李清棠想起第一次牵手时的感觉,她记得陈竞泽平滑的指甲划过掌心时的痒,还有他修长手指托住她手掌时,是丝绒般的触感。他大拇指压在她手背上,轻轻动了一动,陈竞泽摸过她凸出的指骨时,当时她感觉身上的神经被挑逗了。
那一次是游湖他绅士地搭把手,把她接到船上,是不需要命名的牵手。而这次,意思似乎也是一样的。
陈竞泽先上陡坡,在上面拉李清棠一把,把人拉上来,往怀里一带,手掌托住她的腰,再把她送上另一个小陡坡。
李清棠穿着短羽绒外套,动作间露出里面的贴身
薄毛衣,隔着衣料,她腰间感觉到陈竞泽手掌的形状,那样清晰,那样灼热。
黄少彬拄着棍子,在上面的平地上看着他俩。他想起陈竞泽曾说过,这辈子可能永远也过不了正常的生活,永远不会像别人一样谈恋爱结婚生孩子,还说他这辈子毁了。

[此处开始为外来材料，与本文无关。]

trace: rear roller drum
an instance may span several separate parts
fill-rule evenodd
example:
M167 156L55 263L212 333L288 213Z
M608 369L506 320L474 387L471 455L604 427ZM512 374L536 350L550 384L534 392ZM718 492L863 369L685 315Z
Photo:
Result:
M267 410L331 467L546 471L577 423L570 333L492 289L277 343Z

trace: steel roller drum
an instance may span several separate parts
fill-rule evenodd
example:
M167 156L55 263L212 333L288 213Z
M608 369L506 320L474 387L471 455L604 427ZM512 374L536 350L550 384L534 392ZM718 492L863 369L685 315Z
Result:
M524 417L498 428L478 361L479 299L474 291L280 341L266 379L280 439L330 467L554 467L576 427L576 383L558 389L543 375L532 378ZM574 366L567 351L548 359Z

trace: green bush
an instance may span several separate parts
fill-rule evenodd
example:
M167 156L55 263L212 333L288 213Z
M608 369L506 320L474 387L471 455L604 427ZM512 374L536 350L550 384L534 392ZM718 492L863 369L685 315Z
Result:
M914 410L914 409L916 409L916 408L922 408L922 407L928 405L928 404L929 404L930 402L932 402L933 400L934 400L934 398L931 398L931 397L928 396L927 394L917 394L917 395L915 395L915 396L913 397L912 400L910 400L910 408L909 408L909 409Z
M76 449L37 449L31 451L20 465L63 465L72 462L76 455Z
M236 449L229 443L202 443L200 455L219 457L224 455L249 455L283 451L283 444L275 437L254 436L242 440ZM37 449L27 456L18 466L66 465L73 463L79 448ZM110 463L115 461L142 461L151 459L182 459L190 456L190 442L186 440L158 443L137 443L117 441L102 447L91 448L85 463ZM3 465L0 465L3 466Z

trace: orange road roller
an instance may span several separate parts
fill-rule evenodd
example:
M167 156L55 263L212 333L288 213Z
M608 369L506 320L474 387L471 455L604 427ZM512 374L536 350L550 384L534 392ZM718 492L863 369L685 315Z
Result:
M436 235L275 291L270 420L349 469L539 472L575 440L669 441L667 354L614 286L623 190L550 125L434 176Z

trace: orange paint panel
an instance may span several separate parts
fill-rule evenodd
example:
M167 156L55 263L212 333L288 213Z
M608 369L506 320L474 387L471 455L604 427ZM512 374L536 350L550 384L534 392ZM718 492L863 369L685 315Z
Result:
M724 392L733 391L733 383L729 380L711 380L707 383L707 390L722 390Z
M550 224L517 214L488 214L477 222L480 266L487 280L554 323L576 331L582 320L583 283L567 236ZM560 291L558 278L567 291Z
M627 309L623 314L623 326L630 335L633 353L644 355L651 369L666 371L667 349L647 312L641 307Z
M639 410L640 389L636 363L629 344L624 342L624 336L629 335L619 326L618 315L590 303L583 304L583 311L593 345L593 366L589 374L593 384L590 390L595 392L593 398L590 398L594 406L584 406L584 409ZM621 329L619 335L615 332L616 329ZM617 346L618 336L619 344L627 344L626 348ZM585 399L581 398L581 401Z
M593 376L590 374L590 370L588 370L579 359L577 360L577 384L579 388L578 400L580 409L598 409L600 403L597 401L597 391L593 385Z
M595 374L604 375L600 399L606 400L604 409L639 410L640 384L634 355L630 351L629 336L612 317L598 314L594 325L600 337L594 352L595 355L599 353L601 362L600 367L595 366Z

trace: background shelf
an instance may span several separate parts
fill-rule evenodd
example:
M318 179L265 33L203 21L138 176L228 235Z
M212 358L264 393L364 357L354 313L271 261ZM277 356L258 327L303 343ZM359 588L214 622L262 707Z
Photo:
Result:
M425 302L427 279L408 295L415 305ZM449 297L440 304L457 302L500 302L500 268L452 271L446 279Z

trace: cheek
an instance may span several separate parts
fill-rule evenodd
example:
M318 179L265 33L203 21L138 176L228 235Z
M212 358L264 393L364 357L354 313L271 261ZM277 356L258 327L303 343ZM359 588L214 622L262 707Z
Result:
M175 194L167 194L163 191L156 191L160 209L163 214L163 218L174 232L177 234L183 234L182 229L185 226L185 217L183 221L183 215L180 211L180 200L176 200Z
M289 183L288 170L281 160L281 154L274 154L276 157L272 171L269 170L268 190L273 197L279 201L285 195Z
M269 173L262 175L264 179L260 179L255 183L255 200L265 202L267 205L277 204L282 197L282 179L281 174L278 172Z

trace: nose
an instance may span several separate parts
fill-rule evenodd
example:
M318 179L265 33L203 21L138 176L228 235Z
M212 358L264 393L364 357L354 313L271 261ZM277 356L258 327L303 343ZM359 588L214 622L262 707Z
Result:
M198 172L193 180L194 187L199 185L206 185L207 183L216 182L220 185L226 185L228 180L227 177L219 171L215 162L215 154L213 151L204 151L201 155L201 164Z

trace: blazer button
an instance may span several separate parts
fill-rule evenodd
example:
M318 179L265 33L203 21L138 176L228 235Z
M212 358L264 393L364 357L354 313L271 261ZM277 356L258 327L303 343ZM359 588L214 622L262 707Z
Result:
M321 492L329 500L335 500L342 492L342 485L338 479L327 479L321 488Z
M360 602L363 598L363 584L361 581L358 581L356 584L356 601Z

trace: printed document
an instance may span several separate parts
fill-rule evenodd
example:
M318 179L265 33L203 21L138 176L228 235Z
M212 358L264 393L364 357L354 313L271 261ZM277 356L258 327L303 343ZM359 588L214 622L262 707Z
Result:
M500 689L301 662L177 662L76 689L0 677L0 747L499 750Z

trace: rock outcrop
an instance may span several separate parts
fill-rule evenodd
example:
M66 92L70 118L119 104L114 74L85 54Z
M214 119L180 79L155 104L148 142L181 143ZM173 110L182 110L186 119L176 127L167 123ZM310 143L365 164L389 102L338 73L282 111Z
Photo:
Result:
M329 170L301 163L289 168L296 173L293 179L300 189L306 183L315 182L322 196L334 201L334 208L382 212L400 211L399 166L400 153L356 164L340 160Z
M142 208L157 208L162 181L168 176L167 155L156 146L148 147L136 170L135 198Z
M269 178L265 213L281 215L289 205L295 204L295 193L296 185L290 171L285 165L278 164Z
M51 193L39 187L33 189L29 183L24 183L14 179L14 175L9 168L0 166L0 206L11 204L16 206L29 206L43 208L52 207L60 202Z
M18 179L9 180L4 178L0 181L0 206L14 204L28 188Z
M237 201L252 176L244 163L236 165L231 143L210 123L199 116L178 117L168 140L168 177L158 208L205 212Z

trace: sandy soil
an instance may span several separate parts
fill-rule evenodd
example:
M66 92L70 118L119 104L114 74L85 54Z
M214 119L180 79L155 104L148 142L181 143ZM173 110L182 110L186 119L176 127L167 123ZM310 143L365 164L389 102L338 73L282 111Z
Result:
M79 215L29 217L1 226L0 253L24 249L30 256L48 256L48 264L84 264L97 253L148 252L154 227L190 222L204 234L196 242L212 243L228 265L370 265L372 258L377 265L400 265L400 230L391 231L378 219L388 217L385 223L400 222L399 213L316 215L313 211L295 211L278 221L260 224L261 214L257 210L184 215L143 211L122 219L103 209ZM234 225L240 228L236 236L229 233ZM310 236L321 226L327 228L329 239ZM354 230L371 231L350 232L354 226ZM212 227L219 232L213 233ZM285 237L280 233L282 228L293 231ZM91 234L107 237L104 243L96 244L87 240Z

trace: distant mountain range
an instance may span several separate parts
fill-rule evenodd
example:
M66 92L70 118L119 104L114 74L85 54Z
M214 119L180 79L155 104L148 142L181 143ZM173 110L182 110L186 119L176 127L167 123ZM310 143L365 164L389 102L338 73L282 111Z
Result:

所以陈竞泽身边有两情相悦的人,他很为他高兴,觉得陈竞泽终于要过上正常的生活了。
这个庙挺冷清,进到就看到三几个人,黄少彬熟门熟路,去拿香点好过来分派,带着李清棠和陈竞泽拜拜。
李清棠跪下来拜的时候,心里很空,根本不知道自己要求什么。但有一刻,她冷不丁地想到陈州生,于是就全心全意地求神明保佑陈州生,愿有奇迹,望他康复。
她是拜得最久的一个,插完香,往庙外走,陈竞泽悄声问她许了什么愿望。李清棠盯着屋顶飞檐,幽幽地说:“一个不太可能实现的愿望。”
陈竞泽长久地看她一眼,没有追问,又听李清棠问黄少彬:“彬哥,这里可以求平安符吗?”
陈竞泽淡淡地看着李清棠,心想她喊彬哥喊得相当顺口,就是不愿意喊他一声泽哥。
“可以啊。”黄少彬问,“你要求?”
“想求一个。”
于是黄少彬带她进去找住持,她按照规矩做足仪式,特别虔诚,捐了香火钱为陈州生求了个平安符。
下山时,天已经擦黑,到半道还下起了雨,气温一下子降下来。